# Candycane pie recipe



## katchef (Mar 7, 2006)

I am in search of a recipe for Candycane pie like the one Baker's Square makes, any help would be appreciated!


----------



## cakerookie (Sep 10, 2005)

Go here:

http://www.hungrybrowser.com/phaedrus/m121801.htm#1

Rgds Rook


----------



## myplaceoryours (Nov 20, 2006)

If you're open to experimenting, try preparing a crumb crust using good quality chocolate cookies and layer it with a mixture of melted butter and milk chocolate, then layer it with a pound of creme cheese whipped with a couple of tablespoons of melted unsalted butter, about a pound of confectioners sugar (your sweet tooth should be the judge - you may want more) slivers of milk chocolate and chips of candy cane. Put another layer of the milk chocolate over this.
Now all we need is a good cup of coffee:look:
I encourage everyone to experiment in the kitchen. You never learn anything from your successes (except that the technique you tried works) but you learn a great deal from your mistakes.


----------



## plyndgaard (Dec 5, 2012)

By layers, bottom to top:

Dark cookie crum crust - maybe Oreos without the cream filling.

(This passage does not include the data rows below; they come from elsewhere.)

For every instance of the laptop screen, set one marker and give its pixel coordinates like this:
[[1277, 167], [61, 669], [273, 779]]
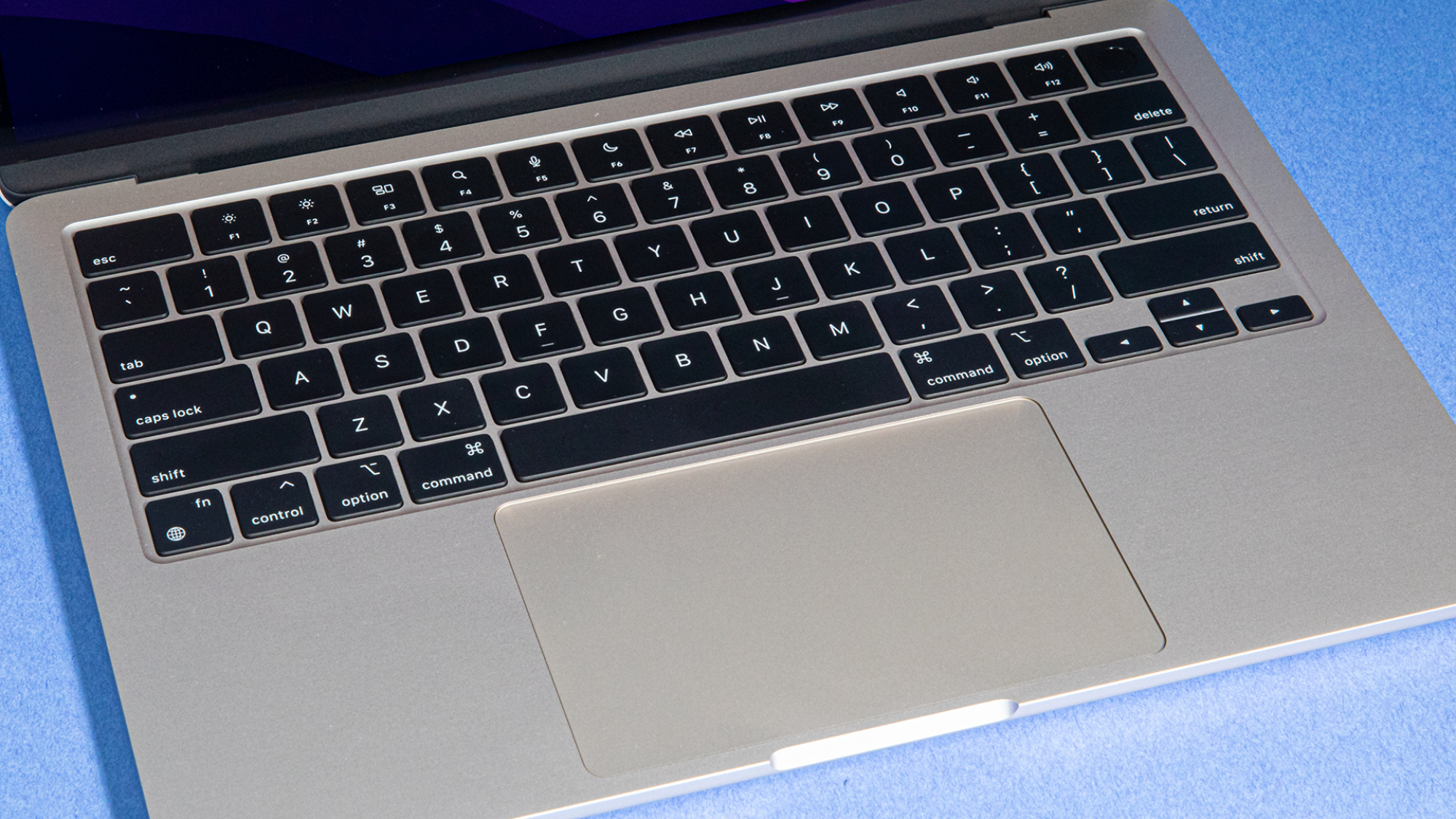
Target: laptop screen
[[81, 66]]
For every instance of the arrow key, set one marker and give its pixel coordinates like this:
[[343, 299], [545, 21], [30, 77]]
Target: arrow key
[[1126, 344], [274, 505], [1279, 312]]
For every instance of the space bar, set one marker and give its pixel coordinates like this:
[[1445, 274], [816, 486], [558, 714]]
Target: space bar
[[703, 416]]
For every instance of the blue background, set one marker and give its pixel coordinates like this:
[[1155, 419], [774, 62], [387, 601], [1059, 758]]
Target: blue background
[[1359, 100]]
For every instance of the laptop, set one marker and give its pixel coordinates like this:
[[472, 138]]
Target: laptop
[[624, 417]]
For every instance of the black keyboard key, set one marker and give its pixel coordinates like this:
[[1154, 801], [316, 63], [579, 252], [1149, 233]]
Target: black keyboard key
[[537, 170], [975, 87], [819, 168], [365, 254], [775, 285], [609, 157], [308, 213], [222, 454], [991, 299], [1177, 206], [381, 363], [461, 183], [1116, 62], [956, 365], [1046, 74], [1189, 260], [187, 401], [541, 331], [207, 285], [759, 127], [620, 315], [452, 468], [915, 315], [682, 362], [343, 314], [1040, 349], [685, 142], [522, 394], [1068, 285], [290, 269], [839, 330], [442, 410], [1002, 240], [1037, 126], [1174, 154], [1125, 110], [522, 225], [357, 488], [304, 378], [807, 223], [1198, 330], [604, 378], [903, 101], [762, 346], [385, 197], [925, 256], [1278, 312], [1101, 167], [851, 270], [965, 141], [260, 330], [231, 226], [127, 299], [117, 248], [1030, 180], [746, 181], [672, 196], [423, 298], [1075, 226], [189, 522], [832, 114], [500, 283], [595, 210], [579, 269], [442, 240], [653, 254], [733, 238], [1183, 305], [882, 209], [1126, 344], [893, 154], [698, 301], [462, 347], [703, 416], [274, 505], [360, 426], [959, 194], [161, 349]]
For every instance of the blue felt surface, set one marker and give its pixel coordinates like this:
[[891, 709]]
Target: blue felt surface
[[1359, 98]]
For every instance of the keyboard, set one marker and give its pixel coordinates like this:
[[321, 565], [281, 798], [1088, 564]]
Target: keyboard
[[464, 325]]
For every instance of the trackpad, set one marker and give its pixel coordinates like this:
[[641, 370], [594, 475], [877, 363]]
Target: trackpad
[[756, 598]]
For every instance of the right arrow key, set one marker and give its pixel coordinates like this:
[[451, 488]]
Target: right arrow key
[[1276, 312]]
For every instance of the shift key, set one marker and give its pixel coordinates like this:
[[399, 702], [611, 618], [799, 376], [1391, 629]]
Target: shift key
[[222, 454]]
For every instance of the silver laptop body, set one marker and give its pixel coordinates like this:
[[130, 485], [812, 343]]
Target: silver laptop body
[[606, 630]]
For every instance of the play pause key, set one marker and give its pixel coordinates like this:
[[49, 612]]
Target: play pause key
[[189, 522]]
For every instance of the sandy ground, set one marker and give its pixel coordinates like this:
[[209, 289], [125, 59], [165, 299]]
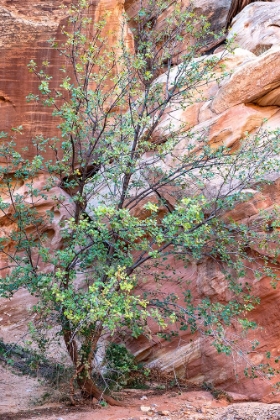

French silk pie filling (milk chocolate)

Layer of white silk (same recipe as for the French silk without the cocoa in it) with a crushed mixture of red & green peppermint chips

Another THIN layer of French silk pie filling or diltued hot chocolate mix from a jar spread on the layer of white silk with peppermint chips

Top it with real whipped cream and red and green peppermint candy drops with a SMALL candy cane for decoration.


----------